That is why the current calibration design starts with posture questions, not raw constants.

The goal is not to ask a researcher to become a scoring-engine maintainer.

The goal is to let a researcher express domain posture while keeping the formal scoring boundary visible, versioned, and difficult to mutate accidentally.

The `1–5` Scale Is Input, Not Authority

In the current design, the user-facing intent layer uses a 1–5 scale:

1 = minimal emphasis
2 = light emphasis
3 = moderate emphasis
4 = strong emphasis
5 = very strong emphasis

The important line is this:

the 1–5 scale is a UX input surface, not part of the formal score engine.

That means the user can express posture in a natural way:

clinical strictness
code-integrity priority
reproducibility priority
structured limitations requirement

But those answers do not directly become score constants.

They are translated through explicit rules.

The current decision table is intentionally narrow:

Condition	Outcome
`clinical_strictness >= 4` and `reproducibility_priority <= 3`	recommend `strict_clinical_adjacency`
all four values are `2` or `3`	keep `default`
no named-profile rule matches	generate a `preview_only` profile delta from bounded deltas only

This table should not be mistaken for an empirically optimized model.

It is a conservative governance rule table.

The current threshold choices are design-steward decisions, not claims of statistical optimality. Their purpose is to keep the translation layer narrow, reviewable, and non-authoritative until a stronger benchmark-backed promotion process exists.

That matters because a calibration system can fail in two opposite ways:

it can be too rigid for domain experts to use
it can be so flexible that every local preference becomes a new score

The initial rule table chooses the safer failure mode.

If a posture is clearly within an existing release-grade profile, the system can recommend that profile. If the posture is ambiguous or combines competing priorities, the system falls back to preview_only.

For example:

clinical_strictness = 4
reproducibility_priority = 4

That does not automatically recommend strict_clinical_adjacency.

It falls back to preview_only, because two strong postures are competing and no release-grade named profile currently resolves that conflict.

A hidden similarity function might produce something that looks more flexible.

But it would also make the governance harder to audit.

A narrow rule table is less magical.

It is also safer.

What the CLI Is Allowed to Do

![Easy experimentation, hard drift — sandbox and vault

The preview workflow can look like this:

stem policy derive \
  --clinical-strictness 5 \
  --code-integrity-priority 4 \
  --reproducibility-priority 3 \
  --structured-limitations-requirement 4

or this:

stem policy simulate /path/to/repo --profile-file my_profile.json

But those flows are not the same as saying:

stem scan /path/to/repo --stage1-weight 0.35 --cap 72

The first two are governed preview surfaces.

The last one is an untracked tuning console.

The design intentionally supports the first and rejects the shape of the last.

This is the practical meaning of easy experimentation, hard drift.

What Actually Gets Verified

The central claim of this design is not:

the current calibration rules are perfect.

The claim is narrower:

calibration changes should not become score authority without a visible governance path.

That claim can be tested by checking whether the system exposes or blocks the relevant control surfaces.

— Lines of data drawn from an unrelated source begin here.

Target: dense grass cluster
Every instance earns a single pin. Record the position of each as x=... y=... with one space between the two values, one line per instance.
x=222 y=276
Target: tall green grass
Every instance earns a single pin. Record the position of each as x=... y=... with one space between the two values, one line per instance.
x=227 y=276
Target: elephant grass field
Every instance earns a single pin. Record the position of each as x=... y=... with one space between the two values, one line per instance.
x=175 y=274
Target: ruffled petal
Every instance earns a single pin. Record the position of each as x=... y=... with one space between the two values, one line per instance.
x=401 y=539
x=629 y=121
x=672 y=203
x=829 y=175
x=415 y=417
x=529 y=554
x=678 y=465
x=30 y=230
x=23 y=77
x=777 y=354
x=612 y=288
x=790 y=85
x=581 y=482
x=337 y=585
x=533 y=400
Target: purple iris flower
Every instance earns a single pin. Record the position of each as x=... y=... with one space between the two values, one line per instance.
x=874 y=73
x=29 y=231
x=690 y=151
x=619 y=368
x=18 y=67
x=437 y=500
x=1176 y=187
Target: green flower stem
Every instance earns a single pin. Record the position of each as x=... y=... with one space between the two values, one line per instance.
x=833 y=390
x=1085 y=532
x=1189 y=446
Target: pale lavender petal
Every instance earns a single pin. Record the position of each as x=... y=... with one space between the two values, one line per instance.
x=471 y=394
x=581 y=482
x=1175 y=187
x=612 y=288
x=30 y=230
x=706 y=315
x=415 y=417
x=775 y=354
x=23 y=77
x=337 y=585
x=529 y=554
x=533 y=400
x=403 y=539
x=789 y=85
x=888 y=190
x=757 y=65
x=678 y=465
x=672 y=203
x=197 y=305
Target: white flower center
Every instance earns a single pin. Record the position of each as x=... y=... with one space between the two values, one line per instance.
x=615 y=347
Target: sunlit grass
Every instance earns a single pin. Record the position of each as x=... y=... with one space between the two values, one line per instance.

Drift risk	Expected control	How to verify it
arbitrary score tuning	no free-form CLI weight / cap override	CLI help and accepted options do not expose direct score constants
hidden profile mutation	profile status and read mode are surfaced	result artifacts expose profile metadata
unclear profile identity	profile name, version, and hash are visible	scan output includes calibration profile identity
advisory influence leakage	advisory output cannot override score	advisory response validation cannot mutate `final_score`
reproducibility overcompensation	Stage 4 remains separate	`replication_score` does not change `formal_tier`
premature named-profile expansion	ambiguous postures fall back to preview	derive/simulate returns `preview_only` when no named rule matches
detector promotion drift	evidence-only detectors are not score-authoritative	detector policy is versioned in policy files and governance docs, even though per-detector score-integration status is not yet surfaced as first-class artifact metadata

This is still not the same as a full empirical benchmark.

But it is a real verification target.

The system can be checked for whether it allows the forbidden mutation path.

That is the level of proof appropriate for this release line: not "the final policy is optimal," but "the policy cannot quietly become authoritative without leaving a trace."

That trace is stronger for some surfaces than others. Profile identity, hash, and read mode are already artifact-visible in 1.7.5. Detector promotion semantics are already versioned and documented, but they are not yet surfaced as first-class per-detector policy metadata in the result object.

The B2 Tightening Example

The clearest scoring example is Stage 3 B2.

B2 is the bias and limitations measurement surface. Earlier scoring behavior allowed a weaker boundary: a simple vocabulary-level signal could still receive partial credit.

That became too permissive.

A repository that mentions "bias" or "limitations" once is not necessarily disclosing a meaningful boundary. It may only be surface signaling.

So the B2 rule became stricter.

The important change is not a marketing claim about benchmark improvement. The important change is a deterministic boundary change:

Case	Earlier posture	Tightened posture
no bias / limitations vocabulary	0	0
minimal single-term mention only	partial credit possible	0
structured limitations language	partial credit possible	partial credit possible
quantitative measurement evidence	full credit possible	full credit possible

This is the first place where calibration becomes visible as more than a principle.

The rule change creates a concrete score path difference:

a repository that previously depended only on a minimal single-term limitations mention no longer has a B2 partial-credit path after the tightening.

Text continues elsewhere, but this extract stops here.